Some might be tempted to shrug. Don’t conservatives vote Republican already? Not among minorities.
Large segments of minority groups and immigrants identify as conservative but vote Democrat. As white lefties pull the Democrats further leftward, tensions with Woke Supremacy are rising.
And Democrats are starting to worry.
Public Opinion Strategies, which conducts surveys for NBC News/Wall Street Journal, provided me with data on presidential voting from 2012 to 2020 that show significant Republican gains among the roughly 30 percent of Black and Hispanic voters who self-identify as conservative.
From 2012 to 2020, Black conservatives shifted from voting 88-7 for the Democratic candidate to 76-17. Black conservative allegiance to the Democratic Party fell by less, from 75 percent Democratic, 9 percent Republican to 71 percent Democratic, 16 percent Republican.
The changes in voting and partisan allegiance, however, were significantly larger for self-identified Hispanic conservatives. Their presidential vote went from 49-39 Democratic in 2012 to 67-27 Republican in 2020. Their partisan allegiance over the same period went from 50-37 Democratic to 59-22 Republican.
Republicans are winning a majority of Hispanic conservatives. How much does that matter?
Roughly one-third (32%) of Latino registered voters describe their political views as conservative, while 36% say they are moderate and 28% say they are liberal.
Hispanic men are more likely to call themselves conservative, (27%), non-millennial (40%) much more than millennials (21%), which ought to be reassuring to Democrats, but among those who don’t have a high school degree, 43% identify as conservative, 45% among those who mainly use Spanish, and 36% who are foreign-born.
Those are exactly the sort of voters that Democrats usually count on voting for them. Sort of. Remember DACA? The argument for DACA tested well in polls, but it also tests better when it comes to voting. Turning a bunch of millennial college graduates into citizens would be most favorable to Democrats.
The even scarier, to Democrats, the explanation for why President Trump won Hispanics is that he did so for the same reason that they called him a racist.
The Lake Research survey produced an unexpected result: Latinos were more sympathetic than either white or Black voters to Republican “dog whistle” messages.
The dog whistle messages tested by Lake Research included:
Taking a second look at illegal immigration from places overrun with drugs and criminal gangs, is just common sense.
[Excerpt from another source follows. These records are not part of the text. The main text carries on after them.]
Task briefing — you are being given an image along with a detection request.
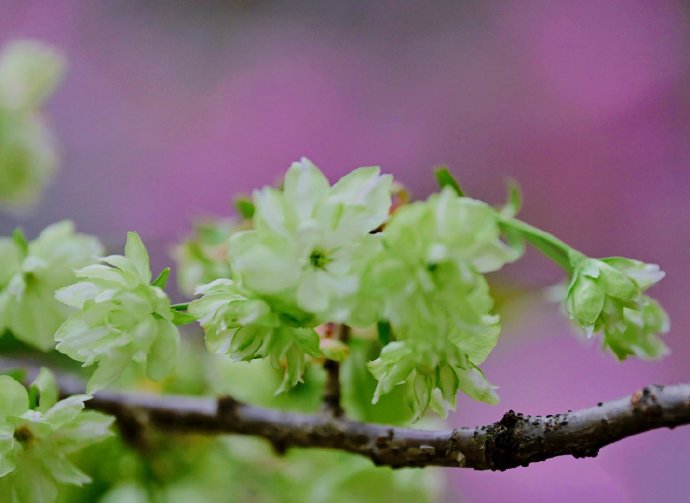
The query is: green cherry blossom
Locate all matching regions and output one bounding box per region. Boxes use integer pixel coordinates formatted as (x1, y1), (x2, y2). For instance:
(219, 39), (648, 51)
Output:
(0, 221), (103, 351)
(0, 369), (113, 503)
(55, 232), (179, 393)
(0, 40), (64, 207)
(189, 279), (320, 393)
(565, 257), (669, 360)
(229, 159), (391, 321)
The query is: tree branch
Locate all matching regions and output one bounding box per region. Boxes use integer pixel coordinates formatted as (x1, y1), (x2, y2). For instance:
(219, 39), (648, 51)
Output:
(0, 359), (690, 470)
(323, 325), (350, 417)
(74, 384), (690, 470)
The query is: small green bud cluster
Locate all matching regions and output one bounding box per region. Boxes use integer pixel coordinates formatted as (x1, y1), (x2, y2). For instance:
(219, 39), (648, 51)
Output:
(0, 41), (65, 207)
(0, 369), (113, 502)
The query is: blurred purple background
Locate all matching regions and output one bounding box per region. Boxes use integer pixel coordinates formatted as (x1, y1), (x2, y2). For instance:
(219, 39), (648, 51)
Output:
(0, 0), (690, 502)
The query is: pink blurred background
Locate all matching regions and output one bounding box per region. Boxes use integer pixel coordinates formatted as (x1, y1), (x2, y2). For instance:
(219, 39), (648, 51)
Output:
(0, 0), (690, 503)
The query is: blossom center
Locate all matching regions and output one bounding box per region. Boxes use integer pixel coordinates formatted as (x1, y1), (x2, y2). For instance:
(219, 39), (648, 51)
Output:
(309, 248), (332, 271)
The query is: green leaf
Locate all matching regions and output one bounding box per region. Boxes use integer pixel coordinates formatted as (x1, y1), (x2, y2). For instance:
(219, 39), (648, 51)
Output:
(434, 166), (465, 197)
(0, 376), (29, 417)
(12, 228), (29, 256)
(173, 309), (196, 326)
(376, 320), (393, 346)
(235, 197), (256, 220)
(151, 267), (170, 290)
(29, 368), (58, 412)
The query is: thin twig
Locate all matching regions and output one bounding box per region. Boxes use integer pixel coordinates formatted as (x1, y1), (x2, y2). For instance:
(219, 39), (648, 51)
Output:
(323, 325), (350, 417)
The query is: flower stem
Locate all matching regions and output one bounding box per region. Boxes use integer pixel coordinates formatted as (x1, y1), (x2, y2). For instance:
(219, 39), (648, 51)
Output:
(499, 217), (584, 274)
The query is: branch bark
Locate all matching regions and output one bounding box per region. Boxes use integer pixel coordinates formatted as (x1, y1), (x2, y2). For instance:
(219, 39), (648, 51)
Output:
(0, 359), (690, 470)
(70, 384), (690, 470)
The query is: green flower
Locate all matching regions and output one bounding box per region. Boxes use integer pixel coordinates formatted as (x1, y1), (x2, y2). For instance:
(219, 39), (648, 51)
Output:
(0, 41), (64, 206)
(364, 188), (510, 417)
(173, 218), (240, 296)
(367, 338), (498, 420)
(229, 159), (391, 321)
(0, 221), (103, 351)
(384, 188), (519, 272)
(188, 279), (319, 393)
(565, 257), (669, 360)
(0, 369), (113, 502)
(55, 232), (179, 393)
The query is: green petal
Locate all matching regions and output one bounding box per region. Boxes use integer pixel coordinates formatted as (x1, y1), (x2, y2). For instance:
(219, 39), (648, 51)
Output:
(146, 320), (180, 381)
(125, 232), (151, 284)
(86, 350), (133, 395)
(0, 40), (65, 110)
(567, 275), (606, 327)
(283, 157), (330, 220)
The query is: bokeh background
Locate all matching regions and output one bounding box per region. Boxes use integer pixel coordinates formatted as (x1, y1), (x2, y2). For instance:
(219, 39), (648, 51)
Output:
(0, 0), (690, 503)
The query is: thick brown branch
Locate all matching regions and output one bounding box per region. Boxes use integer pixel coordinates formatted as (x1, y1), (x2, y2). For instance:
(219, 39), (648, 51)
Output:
(0, 359), (690, 470)
(72, 384), (690, 470)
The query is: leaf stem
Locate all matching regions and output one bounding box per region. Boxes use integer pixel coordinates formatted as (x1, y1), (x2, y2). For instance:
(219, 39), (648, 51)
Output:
(499, 217), (585, 274)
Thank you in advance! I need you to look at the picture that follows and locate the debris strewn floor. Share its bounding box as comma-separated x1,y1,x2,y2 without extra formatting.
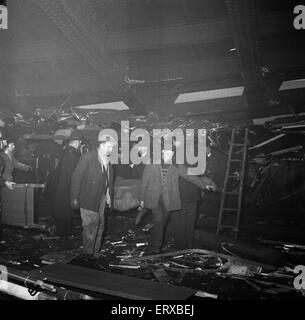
0,211,305,300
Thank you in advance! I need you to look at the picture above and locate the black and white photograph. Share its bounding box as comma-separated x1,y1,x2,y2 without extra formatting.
0,0,305,308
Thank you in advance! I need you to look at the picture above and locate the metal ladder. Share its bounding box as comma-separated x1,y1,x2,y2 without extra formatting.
216,129,249,239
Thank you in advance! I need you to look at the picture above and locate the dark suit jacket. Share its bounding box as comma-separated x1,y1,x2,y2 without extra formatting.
71,150,114,212
140,164,207,211
54,146,79,217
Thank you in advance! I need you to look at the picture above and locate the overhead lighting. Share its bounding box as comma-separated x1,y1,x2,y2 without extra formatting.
75,101,129,110
175,87,245,103
279,79,305,91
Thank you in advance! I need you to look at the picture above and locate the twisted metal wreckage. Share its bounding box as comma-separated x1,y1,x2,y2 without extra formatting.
2,109,305,300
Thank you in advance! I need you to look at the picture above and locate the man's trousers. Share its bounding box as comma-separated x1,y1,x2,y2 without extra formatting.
80,197,106,256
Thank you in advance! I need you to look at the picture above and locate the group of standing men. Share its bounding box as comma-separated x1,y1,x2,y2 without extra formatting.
54,131,217,258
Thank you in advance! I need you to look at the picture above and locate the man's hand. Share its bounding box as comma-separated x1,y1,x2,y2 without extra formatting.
138,201,144,210
202,177,218,191
70,199,79,210
4,181,16,190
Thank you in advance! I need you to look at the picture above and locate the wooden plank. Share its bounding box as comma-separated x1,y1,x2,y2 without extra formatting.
31,263,197,300
124,249,275,271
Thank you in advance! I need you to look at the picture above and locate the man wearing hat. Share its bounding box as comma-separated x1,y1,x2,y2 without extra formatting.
54,130,83,237
71,130,117,258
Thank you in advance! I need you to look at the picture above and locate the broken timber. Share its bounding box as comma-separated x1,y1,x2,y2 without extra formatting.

And so is fully funding the police, so our communities are not threatened by people who refuse to follow our laws.
And
We need to make sure we take care of our own people first, especially the people who politicians have cast aside for too long to cater to whatever special interest groups yell the loudest or riot in the street.
The receptivity of Hispanics to such messages led Haney-López to conclude that “those Latinos most likely to vote Republican do so for racial reasons.”
What matters most, Haney-López continued, “is susceptibility to Republican ‘dog whistle’ racial frames that trumpet the threat from illegal aliens, rapists, rioters and terrorists.”
This is a slow learning process for both sides. Everything that the consultant class had been telling Republican and Democrat politicians was very wrong. The question is which side will learn first. This is an article from the New York Times, the second in a series, warning Democrats to tone down the wokeness. Will Republicans learn that populism works with Hispanic voters? Or will the party go back to the failed Romneyisms?